MendenFreiman Celebrates 25 Years
The law firm, co-founded by Larry Freiman, rings in a quarter-century this year.
“It’s like the beginning of a classic joke,” says Atlanta attorney Larry Freiman, “a Jew and a Mormon get together to start a law firm.”
That’s how Freiman describes the beginning of his partnership with George Menden and the firm they founded together, MendenFreiman, which turns 25 this year. The boutique practice focuses on business law and estate planning, areas Freiman could not have imagined working in when he was studying for his BA at the State University of New York at Albany. (He earned his JD/ MBA at the University of Florida.)
At the time, pursuing law just to supplement his business degree, he had started to consider working in mergers and acquisitions, but a couple summers at a firm in Atlanta changed his mind for good. Freiman began to work with small business owners — “real people with real lives,” as he put it — a stark contrast from the corporate environment he’d expected to work in.
A few years later, in 1997, Menden was looking for someone to start a firm with and reached out to Freiman through an industrial psychologist. Despite differences in age, religion, culture and law expertise, the two had almost perfectly compatible values.
“Compassion and excellence,” Freiman said, when asked to sum up those values in one or two words. “We create relationships that last for years and years and years — we started with the parents, we’re working with the children. Well over 80 percent of our business comes from existing clients who come back to us, and that makes me very proud.”

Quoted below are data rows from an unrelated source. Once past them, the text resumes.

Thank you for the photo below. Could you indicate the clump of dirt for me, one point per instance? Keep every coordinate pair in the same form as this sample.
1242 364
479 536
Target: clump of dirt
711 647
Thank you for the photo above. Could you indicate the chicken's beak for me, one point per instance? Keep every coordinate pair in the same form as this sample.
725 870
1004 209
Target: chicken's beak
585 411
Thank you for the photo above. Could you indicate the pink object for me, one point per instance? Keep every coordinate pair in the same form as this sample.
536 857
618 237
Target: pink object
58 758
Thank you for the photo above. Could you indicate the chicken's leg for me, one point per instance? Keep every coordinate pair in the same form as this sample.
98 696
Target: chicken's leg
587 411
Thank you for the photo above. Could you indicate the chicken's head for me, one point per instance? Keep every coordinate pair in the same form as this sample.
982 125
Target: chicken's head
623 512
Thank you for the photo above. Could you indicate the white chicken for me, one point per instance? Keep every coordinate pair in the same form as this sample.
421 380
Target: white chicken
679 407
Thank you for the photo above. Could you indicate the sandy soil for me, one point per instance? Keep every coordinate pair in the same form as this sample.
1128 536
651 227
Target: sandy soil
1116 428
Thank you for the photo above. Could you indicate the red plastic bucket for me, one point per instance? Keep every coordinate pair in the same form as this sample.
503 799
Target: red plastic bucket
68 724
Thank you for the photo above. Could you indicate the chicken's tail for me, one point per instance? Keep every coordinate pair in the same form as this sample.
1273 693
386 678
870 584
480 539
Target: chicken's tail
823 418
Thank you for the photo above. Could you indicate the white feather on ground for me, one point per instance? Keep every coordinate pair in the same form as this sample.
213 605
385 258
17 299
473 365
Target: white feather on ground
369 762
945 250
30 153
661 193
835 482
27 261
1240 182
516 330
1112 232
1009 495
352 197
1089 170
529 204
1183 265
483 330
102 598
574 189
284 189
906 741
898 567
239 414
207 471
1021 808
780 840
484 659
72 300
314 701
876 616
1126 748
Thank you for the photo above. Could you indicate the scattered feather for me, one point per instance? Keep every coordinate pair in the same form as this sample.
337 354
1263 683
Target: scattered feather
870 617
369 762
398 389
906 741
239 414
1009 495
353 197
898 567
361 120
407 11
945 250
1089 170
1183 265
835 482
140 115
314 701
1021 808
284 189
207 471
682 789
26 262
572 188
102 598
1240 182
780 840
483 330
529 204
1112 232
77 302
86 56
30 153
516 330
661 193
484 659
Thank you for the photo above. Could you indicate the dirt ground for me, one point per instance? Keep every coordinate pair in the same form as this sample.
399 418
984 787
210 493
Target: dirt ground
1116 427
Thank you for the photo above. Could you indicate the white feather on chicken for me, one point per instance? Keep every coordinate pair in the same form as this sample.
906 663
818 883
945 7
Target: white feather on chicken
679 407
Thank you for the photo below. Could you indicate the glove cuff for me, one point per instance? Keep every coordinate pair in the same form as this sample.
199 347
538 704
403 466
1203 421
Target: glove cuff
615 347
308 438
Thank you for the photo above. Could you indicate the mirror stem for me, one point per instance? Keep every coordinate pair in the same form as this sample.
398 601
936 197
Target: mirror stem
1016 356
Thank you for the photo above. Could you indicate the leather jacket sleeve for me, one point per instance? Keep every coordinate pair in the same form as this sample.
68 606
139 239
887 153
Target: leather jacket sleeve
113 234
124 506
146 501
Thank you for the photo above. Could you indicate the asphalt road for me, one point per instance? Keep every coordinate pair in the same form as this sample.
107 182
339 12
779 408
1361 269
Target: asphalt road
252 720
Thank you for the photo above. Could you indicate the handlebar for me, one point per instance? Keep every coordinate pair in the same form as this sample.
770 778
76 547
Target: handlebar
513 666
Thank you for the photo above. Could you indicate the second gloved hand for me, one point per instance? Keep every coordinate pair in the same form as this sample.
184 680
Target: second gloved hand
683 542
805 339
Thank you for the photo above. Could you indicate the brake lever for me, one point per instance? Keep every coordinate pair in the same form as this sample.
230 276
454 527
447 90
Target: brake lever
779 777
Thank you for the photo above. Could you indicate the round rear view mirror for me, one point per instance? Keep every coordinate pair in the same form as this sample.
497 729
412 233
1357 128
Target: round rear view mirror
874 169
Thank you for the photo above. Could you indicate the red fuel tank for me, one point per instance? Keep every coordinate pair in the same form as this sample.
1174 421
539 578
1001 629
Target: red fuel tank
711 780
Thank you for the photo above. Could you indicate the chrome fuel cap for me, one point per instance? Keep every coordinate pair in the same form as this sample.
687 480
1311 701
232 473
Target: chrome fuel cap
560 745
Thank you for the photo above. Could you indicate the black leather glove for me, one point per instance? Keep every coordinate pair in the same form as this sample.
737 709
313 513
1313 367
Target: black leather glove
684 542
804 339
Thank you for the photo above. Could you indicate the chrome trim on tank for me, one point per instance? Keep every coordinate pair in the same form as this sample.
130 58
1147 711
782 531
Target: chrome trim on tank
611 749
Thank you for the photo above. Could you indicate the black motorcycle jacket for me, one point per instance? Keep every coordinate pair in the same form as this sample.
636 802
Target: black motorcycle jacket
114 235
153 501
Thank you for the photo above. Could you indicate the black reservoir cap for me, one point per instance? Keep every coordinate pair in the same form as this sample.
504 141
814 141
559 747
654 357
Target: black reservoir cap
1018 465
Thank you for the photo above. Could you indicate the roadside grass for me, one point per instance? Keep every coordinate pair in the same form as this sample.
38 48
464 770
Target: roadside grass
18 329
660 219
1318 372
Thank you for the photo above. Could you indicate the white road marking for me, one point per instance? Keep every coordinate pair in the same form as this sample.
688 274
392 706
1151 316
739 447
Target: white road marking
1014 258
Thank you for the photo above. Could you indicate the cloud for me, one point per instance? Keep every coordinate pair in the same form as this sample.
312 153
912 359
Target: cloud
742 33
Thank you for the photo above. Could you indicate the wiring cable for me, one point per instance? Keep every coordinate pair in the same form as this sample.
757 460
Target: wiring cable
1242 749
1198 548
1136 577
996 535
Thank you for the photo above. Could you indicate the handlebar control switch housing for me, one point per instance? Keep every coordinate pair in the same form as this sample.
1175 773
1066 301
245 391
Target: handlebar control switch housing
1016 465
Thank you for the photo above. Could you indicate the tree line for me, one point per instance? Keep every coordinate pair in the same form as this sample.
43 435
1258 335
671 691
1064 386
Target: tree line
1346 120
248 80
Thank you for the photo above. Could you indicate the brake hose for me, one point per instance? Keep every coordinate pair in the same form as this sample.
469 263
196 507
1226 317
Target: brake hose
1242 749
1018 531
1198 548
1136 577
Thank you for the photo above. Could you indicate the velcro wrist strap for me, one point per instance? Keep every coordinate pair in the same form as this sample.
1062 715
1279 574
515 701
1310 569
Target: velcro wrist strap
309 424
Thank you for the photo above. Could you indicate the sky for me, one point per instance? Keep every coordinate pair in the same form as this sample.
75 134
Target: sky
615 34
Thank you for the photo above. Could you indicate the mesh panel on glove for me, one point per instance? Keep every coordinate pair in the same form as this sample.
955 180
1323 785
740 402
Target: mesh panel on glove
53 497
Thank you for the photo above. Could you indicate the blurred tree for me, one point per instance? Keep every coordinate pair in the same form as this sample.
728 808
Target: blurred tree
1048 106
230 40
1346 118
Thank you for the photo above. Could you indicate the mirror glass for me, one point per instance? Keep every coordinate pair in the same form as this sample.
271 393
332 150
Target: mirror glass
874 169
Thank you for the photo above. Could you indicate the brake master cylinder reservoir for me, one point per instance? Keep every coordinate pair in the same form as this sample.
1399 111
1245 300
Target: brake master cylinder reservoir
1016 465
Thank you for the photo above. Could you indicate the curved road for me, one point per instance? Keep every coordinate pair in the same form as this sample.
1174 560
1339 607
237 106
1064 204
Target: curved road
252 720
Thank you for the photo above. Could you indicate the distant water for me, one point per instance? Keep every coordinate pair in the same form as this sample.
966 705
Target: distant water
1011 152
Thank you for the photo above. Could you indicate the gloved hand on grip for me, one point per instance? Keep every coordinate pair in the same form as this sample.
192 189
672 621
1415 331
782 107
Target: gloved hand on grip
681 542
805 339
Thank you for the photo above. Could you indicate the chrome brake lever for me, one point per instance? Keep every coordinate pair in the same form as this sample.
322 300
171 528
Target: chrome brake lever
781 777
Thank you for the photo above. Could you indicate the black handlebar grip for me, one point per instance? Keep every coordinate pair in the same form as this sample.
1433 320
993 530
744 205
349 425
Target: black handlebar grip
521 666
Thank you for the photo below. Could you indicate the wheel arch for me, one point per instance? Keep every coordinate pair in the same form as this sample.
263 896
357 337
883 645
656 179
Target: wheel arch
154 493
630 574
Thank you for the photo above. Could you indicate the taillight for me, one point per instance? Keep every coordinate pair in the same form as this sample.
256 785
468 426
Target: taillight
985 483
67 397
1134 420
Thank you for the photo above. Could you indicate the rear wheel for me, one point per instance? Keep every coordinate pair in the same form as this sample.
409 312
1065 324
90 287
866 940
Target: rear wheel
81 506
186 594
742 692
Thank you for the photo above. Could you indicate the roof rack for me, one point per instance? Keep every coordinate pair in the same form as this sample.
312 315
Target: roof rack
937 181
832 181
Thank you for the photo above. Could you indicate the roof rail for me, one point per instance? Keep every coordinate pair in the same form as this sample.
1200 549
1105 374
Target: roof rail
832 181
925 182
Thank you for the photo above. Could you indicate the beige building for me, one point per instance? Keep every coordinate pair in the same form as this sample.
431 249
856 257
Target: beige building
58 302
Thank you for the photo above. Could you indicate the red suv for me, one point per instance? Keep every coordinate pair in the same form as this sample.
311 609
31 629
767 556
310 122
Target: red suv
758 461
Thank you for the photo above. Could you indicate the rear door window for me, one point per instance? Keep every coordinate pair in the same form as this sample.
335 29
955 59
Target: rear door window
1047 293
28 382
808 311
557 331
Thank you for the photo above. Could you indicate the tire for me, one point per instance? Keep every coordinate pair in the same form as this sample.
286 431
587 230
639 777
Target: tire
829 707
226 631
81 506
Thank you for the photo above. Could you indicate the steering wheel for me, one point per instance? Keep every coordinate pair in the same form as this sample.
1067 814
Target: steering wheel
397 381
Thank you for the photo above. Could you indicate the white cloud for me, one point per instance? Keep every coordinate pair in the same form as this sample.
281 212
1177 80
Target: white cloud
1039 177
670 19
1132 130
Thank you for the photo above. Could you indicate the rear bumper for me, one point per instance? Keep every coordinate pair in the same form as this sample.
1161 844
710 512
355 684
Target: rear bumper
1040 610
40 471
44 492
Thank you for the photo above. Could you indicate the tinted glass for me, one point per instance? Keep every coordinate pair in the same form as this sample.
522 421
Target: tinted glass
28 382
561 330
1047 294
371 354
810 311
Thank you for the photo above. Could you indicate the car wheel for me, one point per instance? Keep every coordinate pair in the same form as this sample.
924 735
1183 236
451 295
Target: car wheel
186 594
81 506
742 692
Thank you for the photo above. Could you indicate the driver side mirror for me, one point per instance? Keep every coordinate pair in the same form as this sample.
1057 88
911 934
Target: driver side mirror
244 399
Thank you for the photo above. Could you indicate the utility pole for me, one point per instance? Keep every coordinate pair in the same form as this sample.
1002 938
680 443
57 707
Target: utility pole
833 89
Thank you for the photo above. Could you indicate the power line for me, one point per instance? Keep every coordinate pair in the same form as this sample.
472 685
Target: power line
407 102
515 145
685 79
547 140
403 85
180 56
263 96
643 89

While MendenFreiman itself is not a family-owned firm, both founders have family members who have been deeply involved in the business. Menden’s father was the firm’s first director of operations, a role now filled by Freiman’s father, Allan Freiman.
“I employed Larry when I was in business,” Allan said, “now, it’s like a full circle.” Like his son, Allan has no doubts about the source of MendenFreiman’s success: “The success of the firm has been in the caliber of the employees and our relationship with our clients.”
The firm has expanded rapidly in the past three years, growing from some 20 employees to around 34. This includes new Co-Managing Partner Lance Einstein, who joined MendenFreiman with a number of attorneys shortly after Menden retired at the beginning of 2019.
According to Anne Goehring, the head paralegal who has been with the firm for over 20 years, Einstein’s arrival not only added a new area of practice — tax controversy — he also happened to be a perfect fit for the workplace dynamics.
“Lance and Larry really complement each other in a way that provides a healthy environment for all the people they employ,” she said.
Einstein himself stressed how important that environment and those people were to the firm: “No matter if you’re a receptionist or a partner, we want you to be as successful as you can be in your career and your life,” he said. “We really value growing our people — helping them accomplish their goals means we’re helping to further the firm’s goals.”
Indeed, several receptionists and assistants at MendenFreiman have gone on to become paralegals or attorneys for the firm.
Johnnie Hooper, who started as the sole assistant for a solo practitioner and is now the firm’s executive legal assistant, calls it the “best decision I’ve made in recent years … They have a pleasant environment, and they strive to keep it that way.”
Hooper described various company outings, including multiple years of running the Kaiser Permanente Road Race. Since COVID-19 began, there have been several trips to Top Golf. This year, the firm will be celebrating its quarter-century in operation by taking all employees and their significant others on a four-day trip to St. Simon’s Island sometime in October.
As for the firm’s next 25 years, Freiman says he can see the practice he founded eventually carrying on without him.
“And that is not easy to say in a small business, or, in particular, in a law firm,” he said. “Client relationships are very personal, not necessarily institutional, so having a firm that can survive a founder’s retirement is a big deal.”